Rezension

Interessant, eigenwillig, bisweilen verwirrend

Die unendliche Reise der Aubry Tourvel -

Die unendliche Reise der Aubry Tourvel
von Douglas Westerbeke

Bewertet mit 3 Sternen

Die Kurzbeschreibung hat meine Neugier auf dieses Buch geweckt. Und auf der Rückseite heißt es „Der perfekte Abenteuerroman, bei dem wir eine mutige Frau auf ihrer lebenslangen Reise begleiten. Gemeinsam mit ihr entdecken wir verwunschene Orte, überwältigende Natur, erleben Liebe, Romantik und unendliche Abenteuer- wunderbar, um imaginär zu verreisen und die Welt zu erleben“. Tatsächlich stimmt das alles nahezu wortwörtlich – und doch war es dann anders als erwartet…

Ohne eine Ahnung zu haben, worum es eigentlich geht, hat mich der Einstieg sofort mitgerissen. Sprache und Inhalt korrespondieren perfekt, erzeugen eine Atmosphäre von Atemlosigkeit als Aubrys Schmerzattacke derart intensiv geschildert wird, dass einen das Grausen packt. Ein wirklich fulminantes erstes Kapitel, mit dem ich mich mitten in das Geschehen hinein katapultiert fühlte. Es bleibt auch noch eine Weile spannend, denn natürlich fragt man sich, ob und wie das Geheimnis um Aubry und ihre Krankheit gelüftet wird. Und da gibt es diesen Rätselball, der den Anfang ihrer „Krankheit“ markiert, ein merkwürdiges Eigenleben entwickelt und sie lange begleitet. Und ja, irgendwie wird es gelüftet – und auch wieder nicht. Am Ende habe ich den Eindruck mitgenommen, dass möglicherweise jeder Leser etwas anderes in diesem Roman für sich finden bzw. an Erkenntnis gewinnen kann. Aber jetzt noch ein paar Leseeindrücke.
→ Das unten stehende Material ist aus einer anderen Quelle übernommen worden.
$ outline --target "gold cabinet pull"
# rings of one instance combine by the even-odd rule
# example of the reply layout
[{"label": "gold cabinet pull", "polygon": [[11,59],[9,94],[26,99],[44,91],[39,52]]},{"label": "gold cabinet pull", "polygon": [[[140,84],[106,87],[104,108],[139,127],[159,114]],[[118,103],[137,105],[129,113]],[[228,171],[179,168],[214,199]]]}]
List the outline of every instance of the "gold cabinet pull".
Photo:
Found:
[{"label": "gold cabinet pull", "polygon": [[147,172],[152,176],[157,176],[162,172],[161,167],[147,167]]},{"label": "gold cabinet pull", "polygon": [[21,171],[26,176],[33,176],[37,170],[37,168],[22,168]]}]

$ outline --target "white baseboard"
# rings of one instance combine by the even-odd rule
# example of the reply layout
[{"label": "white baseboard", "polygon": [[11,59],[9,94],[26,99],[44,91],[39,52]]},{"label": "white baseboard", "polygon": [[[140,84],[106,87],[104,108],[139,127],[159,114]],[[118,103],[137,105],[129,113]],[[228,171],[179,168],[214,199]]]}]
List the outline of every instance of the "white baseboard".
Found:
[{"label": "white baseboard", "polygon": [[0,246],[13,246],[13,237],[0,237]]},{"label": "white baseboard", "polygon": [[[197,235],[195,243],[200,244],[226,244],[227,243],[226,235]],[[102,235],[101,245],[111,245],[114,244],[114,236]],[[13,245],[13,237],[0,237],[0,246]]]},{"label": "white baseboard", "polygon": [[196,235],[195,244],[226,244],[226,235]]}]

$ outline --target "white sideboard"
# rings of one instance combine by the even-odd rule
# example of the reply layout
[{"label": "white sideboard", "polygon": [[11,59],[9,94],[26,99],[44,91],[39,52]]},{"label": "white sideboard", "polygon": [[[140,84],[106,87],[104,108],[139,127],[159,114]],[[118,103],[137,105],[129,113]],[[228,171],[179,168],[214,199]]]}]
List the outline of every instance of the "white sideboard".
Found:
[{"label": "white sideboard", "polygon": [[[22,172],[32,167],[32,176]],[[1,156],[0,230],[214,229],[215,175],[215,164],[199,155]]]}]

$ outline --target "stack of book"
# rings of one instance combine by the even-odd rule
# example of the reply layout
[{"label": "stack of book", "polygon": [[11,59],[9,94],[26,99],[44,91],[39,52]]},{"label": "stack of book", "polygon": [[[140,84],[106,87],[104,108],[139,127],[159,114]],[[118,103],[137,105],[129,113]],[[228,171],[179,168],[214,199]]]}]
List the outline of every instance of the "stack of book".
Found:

Obwohl Aubry im Laufe der Geschichte älter wird und sich verändert, auch in ihrer Einstellung zu dieser „Krankheit“, gibt es keine lineare Handlung bzw. einen gleichmäßigen Erzählfaden. Ihre Wanderungen um und durch die Welt werden episodenhaft erzählt, oft in Rückblicken und/oder Gesprächen. Aubry erlebt gefährliche Situationen, Liebe und Freundschaft und Momente tiefen Glücks, doch nichts ist von Dauer. Die Sehnsucht irgendwo bleiben zu können, Beständigkeit zu erfahren - und immer wieder Heimweh nach ihrer Familie umgeben sie, wohin sie auch kommt. Mit der Zeit empfand ich diesen Reigen von Menschen, Begegnungen und Abschieden immer weniger als inspirierend, sondern eher als anstrengend. Auch bekommt die Geschichte etwas zunehmend Surreales, Aubrys Abenteuer und Erlebnisse werden seltsamer und fantastisch/spiritueller, ohne direkt Fantasy zu sein. Magischer Realismus nennt man wohl diese Stilrichtung, in der reale Wirklichkeit und magische Realität verschwimmen (Wiki). Hab ich gegoogelt und festgestellt, dass diese Definition sehr gut passt.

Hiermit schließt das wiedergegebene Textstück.